In my free time, I take courses in mental health and positive psychology, it is important for me to learn about it and integrate it into my life, to take care of my own wellbeing. There is a nice saying: „you can only give from a full cup”, so I ensure that my cup is full when I interact with others. I always felt connected to people and wanted to give back to society, so I was doing a lot of social work at home, mostly with kids and teens who were searching for themselves. We need to talk about mental wellbeing, about the hardships in life. It’s a shame that nobody teaches you in school how to take care of this part of your life. I learned these lessons in a hard way. I know a lot of people who struggle at the university. Even the best and smartest people doubt themselves and feel helpless.


What are your plans for the future?

I open to live anywhere. I was travelling a lot before and I speak different languages. My parents taught me to be able to live anywhere, but I would like to stay in Germany in the area where I grew up at least for the near future, my parents are there, my boyfriend is there. We will see.

Is there a field or a certain type of animal you would like to focus on later?

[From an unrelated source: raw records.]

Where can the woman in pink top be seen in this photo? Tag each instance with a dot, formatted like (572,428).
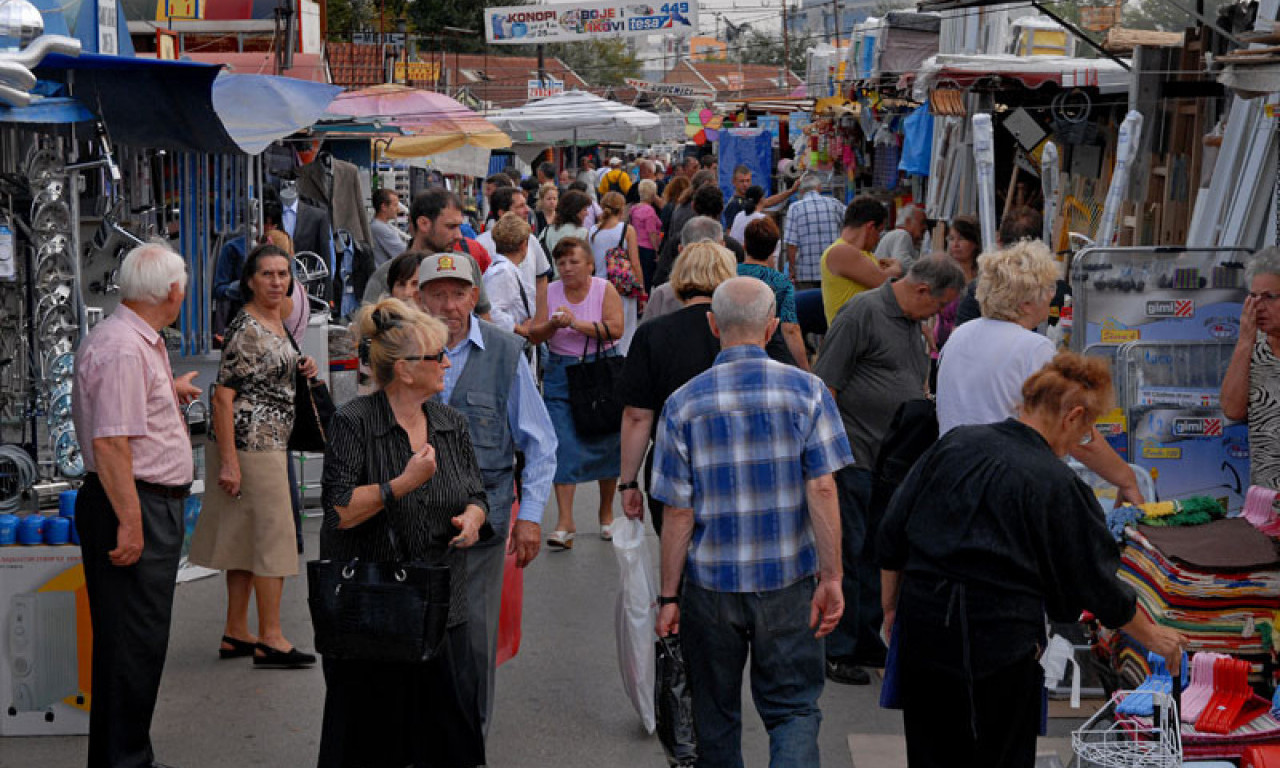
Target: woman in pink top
(588,314)
(647,219)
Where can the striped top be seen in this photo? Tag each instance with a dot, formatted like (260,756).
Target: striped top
(368,447)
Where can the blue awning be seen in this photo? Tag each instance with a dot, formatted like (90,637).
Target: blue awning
(187,106)
(48,112)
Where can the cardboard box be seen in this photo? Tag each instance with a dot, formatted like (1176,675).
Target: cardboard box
(45,641)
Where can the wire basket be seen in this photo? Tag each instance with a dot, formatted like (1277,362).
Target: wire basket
(1124,743)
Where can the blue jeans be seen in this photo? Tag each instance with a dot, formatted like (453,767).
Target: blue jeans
(858,631)
(718,630)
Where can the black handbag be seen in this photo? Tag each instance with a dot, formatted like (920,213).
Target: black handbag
(593,396)
(312,408)
(673,704)
(379,611)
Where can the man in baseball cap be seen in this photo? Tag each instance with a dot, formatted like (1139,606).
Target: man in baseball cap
(490,382)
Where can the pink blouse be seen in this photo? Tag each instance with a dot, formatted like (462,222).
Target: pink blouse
(567,341)
(648,225)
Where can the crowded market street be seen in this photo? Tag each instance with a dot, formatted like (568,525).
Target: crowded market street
(560,702)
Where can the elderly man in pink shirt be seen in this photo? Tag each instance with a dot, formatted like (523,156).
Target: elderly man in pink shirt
(129,511)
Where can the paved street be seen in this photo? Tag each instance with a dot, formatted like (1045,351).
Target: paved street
(560,702)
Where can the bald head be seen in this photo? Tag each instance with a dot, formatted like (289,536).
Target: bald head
(744,311)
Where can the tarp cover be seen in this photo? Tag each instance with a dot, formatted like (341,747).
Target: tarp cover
(554,119)
(186,106)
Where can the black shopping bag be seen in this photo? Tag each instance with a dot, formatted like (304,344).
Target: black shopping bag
(675,704)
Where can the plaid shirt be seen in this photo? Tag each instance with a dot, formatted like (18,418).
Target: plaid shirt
(736,444)
(813,223)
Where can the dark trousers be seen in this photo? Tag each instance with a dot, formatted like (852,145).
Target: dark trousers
(720,631)
(1005,712)
(129,608)
(485,563)
(856,636)
(649,264)
(295,498)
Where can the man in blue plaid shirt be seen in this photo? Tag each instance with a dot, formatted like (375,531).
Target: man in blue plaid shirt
(744,464)
(813,224)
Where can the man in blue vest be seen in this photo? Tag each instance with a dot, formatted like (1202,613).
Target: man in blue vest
(490,382)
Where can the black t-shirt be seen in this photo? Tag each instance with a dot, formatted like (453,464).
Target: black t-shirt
(670,351)
(995,525)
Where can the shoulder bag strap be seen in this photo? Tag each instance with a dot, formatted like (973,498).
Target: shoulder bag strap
(387,513)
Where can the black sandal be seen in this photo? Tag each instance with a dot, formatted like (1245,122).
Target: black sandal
(282,659)
(238,648)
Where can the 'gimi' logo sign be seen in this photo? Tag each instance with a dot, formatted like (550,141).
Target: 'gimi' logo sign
(1180,307)
(1197,428)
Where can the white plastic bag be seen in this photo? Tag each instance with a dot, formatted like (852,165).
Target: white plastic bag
(635,617)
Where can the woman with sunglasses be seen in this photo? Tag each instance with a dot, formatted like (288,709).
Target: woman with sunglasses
(1251,389)
(400,461)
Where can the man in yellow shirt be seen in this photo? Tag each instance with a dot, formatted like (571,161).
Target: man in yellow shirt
(616,179)
(849,265)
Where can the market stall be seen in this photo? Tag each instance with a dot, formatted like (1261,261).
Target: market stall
(97,154)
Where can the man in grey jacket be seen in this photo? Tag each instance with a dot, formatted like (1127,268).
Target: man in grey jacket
(388,241)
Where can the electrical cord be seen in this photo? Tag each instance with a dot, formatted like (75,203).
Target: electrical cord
(24,474)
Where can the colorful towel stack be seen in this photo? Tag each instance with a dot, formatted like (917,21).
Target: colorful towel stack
(1262,510)
(1217,583)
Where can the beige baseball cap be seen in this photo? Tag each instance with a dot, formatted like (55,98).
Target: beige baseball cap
(439,266)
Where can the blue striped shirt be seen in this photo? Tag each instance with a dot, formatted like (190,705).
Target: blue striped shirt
(736,444)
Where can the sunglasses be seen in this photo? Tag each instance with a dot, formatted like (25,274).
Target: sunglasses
(438,357)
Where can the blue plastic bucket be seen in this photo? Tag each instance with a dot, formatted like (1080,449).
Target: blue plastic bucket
(8,530)
(31,530)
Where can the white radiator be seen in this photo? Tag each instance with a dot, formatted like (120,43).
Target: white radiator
(42,649)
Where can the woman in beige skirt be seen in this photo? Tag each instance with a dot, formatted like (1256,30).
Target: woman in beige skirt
(246,526)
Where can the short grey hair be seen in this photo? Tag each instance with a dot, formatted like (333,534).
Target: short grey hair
(905,213)
(743,306)
(149,272)
(940,274)
(1264,263)
(702,228)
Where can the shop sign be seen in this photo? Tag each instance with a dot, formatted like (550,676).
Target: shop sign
(1161,452)
(182,9)
(419,72)
(1197,428)
(108,28)
(545,87)
(370,37)
(667,88)
(526,24)
(1182,307)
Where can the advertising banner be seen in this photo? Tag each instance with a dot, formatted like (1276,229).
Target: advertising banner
(667,88)
(524,24)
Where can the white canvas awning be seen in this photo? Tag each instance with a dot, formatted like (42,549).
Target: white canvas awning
(575,115)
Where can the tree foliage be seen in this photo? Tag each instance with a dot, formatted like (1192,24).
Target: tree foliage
(759,48)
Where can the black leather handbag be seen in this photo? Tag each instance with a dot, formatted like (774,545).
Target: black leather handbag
(593,394)
(312,408)
(379,611)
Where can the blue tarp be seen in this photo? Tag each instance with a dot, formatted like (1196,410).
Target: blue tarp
(752,147)
(188,106)
(917,142)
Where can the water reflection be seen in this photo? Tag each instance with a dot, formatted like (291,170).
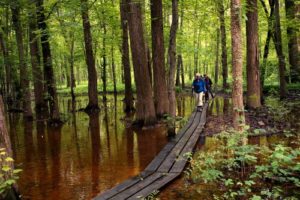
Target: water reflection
(87,155)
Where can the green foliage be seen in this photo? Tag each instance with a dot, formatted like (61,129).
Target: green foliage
(246,171)
(8,175)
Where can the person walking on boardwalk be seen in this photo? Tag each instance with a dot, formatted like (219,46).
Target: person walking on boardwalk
(208,84)
(199,88)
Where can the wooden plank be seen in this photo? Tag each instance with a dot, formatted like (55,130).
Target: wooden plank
(156,162)
(137,187)
(158,184)
(168,162)
(181,162)
(123,186)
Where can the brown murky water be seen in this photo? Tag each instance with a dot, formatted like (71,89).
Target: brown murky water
(87,155)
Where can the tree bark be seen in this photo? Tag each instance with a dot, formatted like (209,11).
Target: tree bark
(223,44)
(172,58)
(253,77)
(89,58)
(160,85)
(294,54)
(47,62)
(217,58)
(24,80)
(125,58)
(278,46)
(145,110)
(37,73)
(237,66)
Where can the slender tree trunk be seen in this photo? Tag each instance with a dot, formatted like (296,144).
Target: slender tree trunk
(37,73)
(160,84)
(145,105)
(278,46)
(103,75)
(294,55)
(217,58)
(89,58)
(172,58)
(223,44)
(253,77)
(113,68)
(24,80)
(237,66)
(125,58)
(47,62)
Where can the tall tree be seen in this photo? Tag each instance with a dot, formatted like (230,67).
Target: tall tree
(279,50)
(223,43)
(172,58)
(145,110)
(237,66)
(125,57)
(160,85)
(292,29)
(253,77)
(37,73)
(217,57)
(47,62)
(24,80)
(89,57)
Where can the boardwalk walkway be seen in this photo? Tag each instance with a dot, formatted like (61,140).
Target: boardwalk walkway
(165,167)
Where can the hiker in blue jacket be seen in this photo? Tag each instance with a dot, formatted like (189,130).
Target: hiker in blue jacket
(199,88)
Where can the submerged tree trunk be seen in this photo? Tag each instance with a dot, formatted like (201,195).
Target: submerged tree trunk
(294,54)
(37,72)
(47,62)
(125,58)
(223,44)
(145,105)
(278,46)
(172,58)
(24,80)
(89,58)
(159,74)
(253,77)
(237,66)
(217,58)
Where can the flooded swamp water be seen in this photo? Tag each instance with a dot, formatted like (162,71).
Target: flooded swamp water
(91,154)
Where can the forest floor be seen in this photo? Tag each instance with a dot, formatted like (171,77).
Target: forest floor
(274,117)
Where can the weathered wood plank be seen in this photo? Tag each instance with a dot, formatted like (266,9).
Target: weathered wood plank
(181,162)
(168,162)
(123,186)
(164,180)
(137,187)
(153,166)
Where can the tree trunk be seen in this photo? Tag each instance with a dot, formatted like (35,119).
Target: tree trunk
(125,58)
(253,77)
(103,75)
(24,80)
(89,58)
(145,106)
(223,44)
(172,58)
(47,62)
(113,68)
(160,84)
(37,72)
(182,71)
(294,55)
(278,46)
(237,66)
(217,58)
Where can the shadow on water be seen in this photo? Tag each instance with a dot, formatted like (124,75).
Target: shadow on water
(88,154)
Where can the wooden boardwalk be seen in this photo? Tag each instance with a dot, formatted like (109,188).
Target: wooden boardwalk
(165,167)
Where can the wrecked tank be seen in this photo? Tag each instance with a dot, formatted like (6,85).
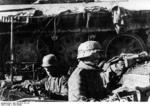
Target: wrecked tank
(39,29)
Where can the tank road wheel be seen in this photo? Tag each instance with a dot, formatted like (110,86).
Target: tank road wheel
(124,44)
(66,47)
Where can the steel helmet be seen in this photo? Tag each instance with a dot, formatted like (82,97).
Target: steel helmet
(88,48)
(49,60)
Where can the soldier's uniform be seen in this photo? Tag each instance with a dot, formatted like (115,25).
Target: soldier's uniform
(89,82)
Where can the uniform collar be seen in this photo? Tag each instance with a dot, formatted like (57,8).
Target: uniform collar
(87,66)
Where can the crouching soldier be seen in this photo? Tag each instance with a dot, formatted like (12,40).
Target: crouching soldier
(55,85)
(88,82)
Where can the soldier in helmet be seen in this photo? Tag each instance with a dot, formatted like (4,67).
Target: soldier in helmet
(88,82)
(55,85)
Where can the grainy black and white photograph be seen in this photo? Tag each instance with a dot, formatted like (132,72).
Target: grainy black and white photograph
(74,51)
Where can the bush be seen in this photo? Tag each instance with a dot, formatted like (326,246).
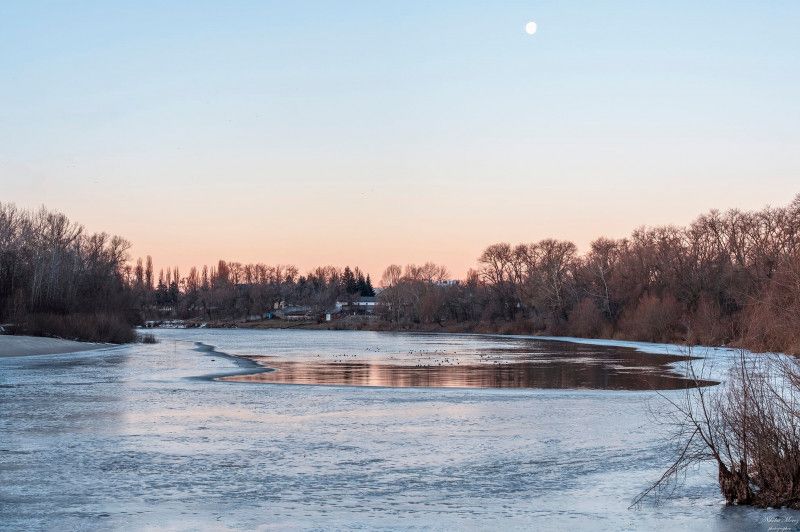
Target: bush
(586,320)
(653,320)
(108,328)
(748,426)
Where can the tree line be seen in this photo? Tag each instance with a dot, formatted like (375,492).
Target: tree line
(728,277)
(58,279)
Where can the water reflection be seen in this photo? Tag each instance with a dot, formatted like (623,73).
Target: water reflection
(563,366)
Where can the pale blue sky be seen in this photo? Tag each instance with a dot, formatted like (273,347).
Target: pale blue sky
(249,130)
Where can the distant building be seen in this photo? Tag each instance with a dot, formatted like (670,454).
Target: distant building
(362,305)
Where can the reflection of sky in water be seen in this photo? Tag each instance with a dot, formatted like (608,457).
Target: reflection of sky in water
(450,361)
(129,439)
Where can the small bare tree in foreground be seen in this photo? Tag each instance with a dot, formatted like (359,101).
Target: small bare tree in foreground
(749,425)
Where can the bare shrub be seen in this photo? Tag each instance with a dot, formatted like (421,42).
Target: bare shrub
(749,426)
(654,319)
(586,320)
(109,328)
(773,323)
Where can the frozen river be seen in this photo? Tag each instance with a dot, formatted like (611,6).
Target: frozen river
(140,437)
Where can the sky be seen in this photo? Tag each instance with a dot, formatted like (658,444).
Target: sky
(372,133)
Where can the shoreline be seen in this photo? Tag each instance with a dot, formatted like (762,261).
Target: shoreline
(21,346)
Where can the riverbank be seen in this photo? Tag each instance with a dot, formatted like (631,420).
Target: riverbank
(17,346)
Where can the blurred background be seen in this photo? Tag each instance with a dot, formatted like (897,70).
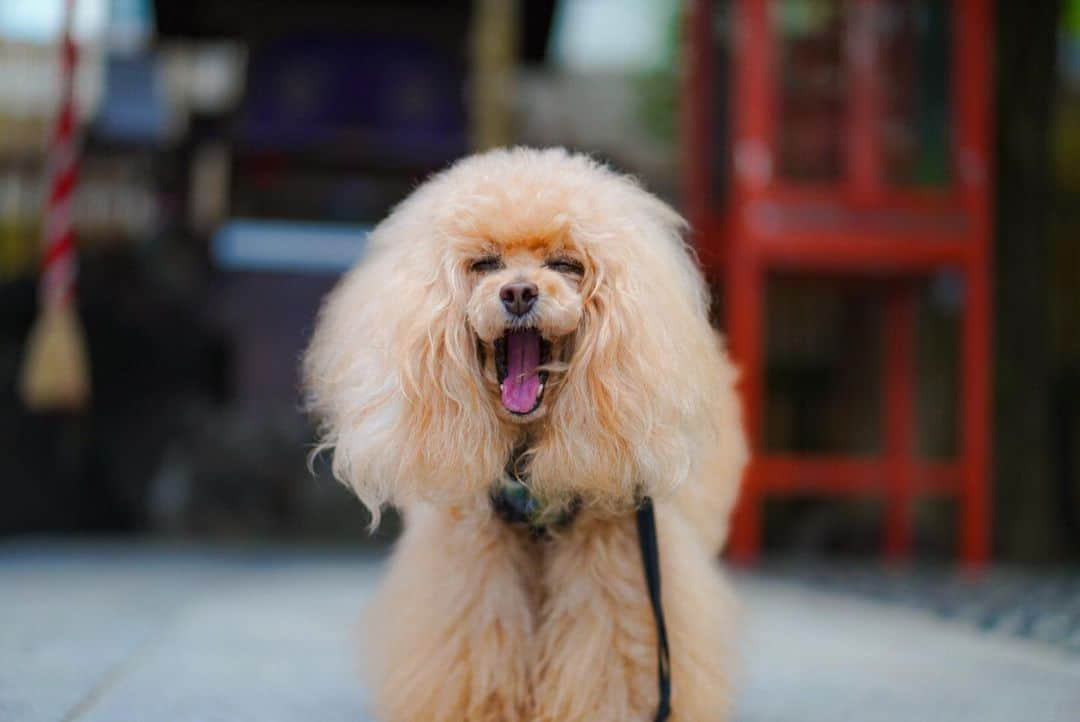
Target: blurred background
(234,154)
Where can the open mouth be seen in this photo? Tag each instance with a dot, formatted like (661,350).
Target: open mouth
(518,356)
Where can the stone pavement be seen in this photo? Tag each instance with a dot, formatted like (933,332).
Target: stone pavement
(112,632)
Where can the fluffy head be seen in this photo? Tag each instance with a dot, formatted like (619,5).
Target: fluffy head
(427,372)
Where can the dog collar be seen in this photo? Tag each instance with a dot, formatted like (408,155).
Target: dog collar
(514,503)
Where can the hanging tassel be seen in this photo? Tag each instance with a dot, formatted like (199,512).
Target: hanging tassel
(55,373)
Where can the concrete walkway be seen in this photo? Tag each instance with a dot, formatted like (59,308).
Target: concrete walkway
(99,632)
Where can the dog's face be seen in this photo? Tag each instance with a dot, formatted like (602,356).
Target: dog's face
(525,303)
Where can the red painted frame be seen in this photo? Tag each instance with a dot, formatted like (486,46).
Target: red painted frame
(885,231)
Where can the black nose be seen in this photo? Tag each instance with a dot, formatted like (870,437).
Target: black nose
(518,298)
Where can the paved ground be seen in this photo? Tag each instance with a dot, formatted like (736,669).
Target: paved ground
(94,632)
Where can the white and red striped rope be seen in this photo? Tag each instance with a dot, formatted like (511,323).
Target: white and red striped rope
(59,262)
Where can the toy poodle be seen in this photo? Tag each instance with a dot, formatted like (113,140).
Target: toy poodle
(522,361)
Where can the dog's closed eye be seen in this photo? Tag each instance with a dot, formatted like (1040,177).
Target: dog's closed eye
(568,266)
(486,264)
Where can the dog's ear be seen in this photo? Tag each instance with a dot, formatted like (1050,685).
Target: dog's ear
(649,391)
(392,378)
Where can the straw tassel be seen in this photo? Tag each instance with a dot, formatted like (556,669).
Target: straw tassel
(55,373)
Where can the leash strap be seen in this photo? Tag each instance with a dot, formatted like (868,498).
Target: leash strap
(650,559)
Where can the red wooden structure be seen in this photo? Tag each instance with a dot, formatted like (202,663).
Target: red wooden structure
(854,220)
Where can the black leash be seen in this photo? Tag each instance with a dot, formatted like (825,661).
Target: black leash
(513,503)
(650,559)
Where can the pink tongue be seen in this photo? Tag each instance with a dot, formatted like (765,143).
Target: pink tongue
(522,386)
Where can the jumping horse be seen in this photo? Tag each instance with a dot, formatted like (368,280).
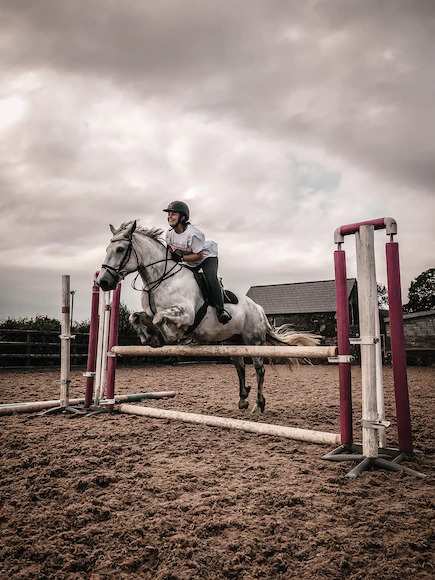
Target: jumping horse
(171,299)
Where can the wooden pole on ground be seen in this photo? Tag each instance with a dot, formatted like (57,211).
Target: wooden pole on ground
(306,435)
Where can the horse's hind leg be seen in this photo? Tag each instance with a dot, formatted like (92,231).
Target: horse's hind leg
(239,363)
(259,369)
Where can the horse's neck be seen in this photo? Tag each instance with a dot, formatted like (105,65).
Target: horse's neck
(151,257)
(172,274)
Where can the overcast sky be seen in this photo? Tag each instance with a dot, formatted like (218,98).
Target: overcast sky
(276,121)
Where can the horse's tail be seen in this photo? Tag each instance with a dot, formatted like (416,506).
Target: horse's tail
(286,336)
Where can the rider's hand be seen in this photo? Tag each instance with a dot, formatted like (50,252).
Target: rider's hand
(177,256)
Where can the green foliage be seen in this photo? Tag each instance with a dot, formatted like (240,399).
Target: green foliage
(421,293)
(52,324)
(37,323)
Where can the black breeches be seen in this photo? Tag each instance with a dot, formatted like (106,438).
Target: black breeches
(209,267)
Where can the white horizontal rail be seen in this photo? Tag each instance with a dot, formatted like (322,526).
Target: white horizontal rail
(229,350)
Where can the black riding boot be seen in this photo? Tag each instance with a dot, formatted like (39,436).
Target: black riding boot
(209,266)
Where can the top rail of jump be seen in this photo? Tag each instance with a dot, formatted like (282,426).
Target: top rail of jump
(229,350)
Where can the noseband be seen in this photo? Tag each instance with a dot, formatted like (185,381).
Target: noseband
(119,274)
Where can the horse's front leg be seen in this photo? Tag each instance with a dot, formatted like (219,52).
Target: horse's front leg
(259,369)
(239,363)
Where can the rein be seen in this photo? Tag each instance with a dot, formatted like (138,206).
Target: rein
(119,274)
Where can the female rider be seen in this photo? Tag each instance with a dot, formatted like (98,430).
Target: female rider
(188,243)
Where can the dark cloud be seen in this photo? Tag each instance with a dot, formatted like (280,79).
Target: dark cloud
(266,116)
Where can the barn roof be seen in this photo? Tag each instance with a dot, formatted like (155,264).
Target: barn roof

As a biologist I am still interested in research, but I can imagine going into small animal medicine or focus on birds and exotic animals. Recently I was volunteering in Düsseldorf where the clinic has a huge department for exotics and birds. After I graduate, I plan to develop my practical skills, learn as much as possible and try myself out as a practical vet and then decide if I go back to research or not.

What do you do for fun?

Well, most things I do is for fun, otherwise, I wouldn’t do that. Of course, there are things you need to do but I always try to find joy in what I do. I love trying out new things. I love swimming and I love the sea, this summer I took a sailing course. I love to be out in nature, I regularly go hiking. And maybe because of my Russian origin, I love to collect mushrooms in the forest, right now is the perfect season for it – best activity ever!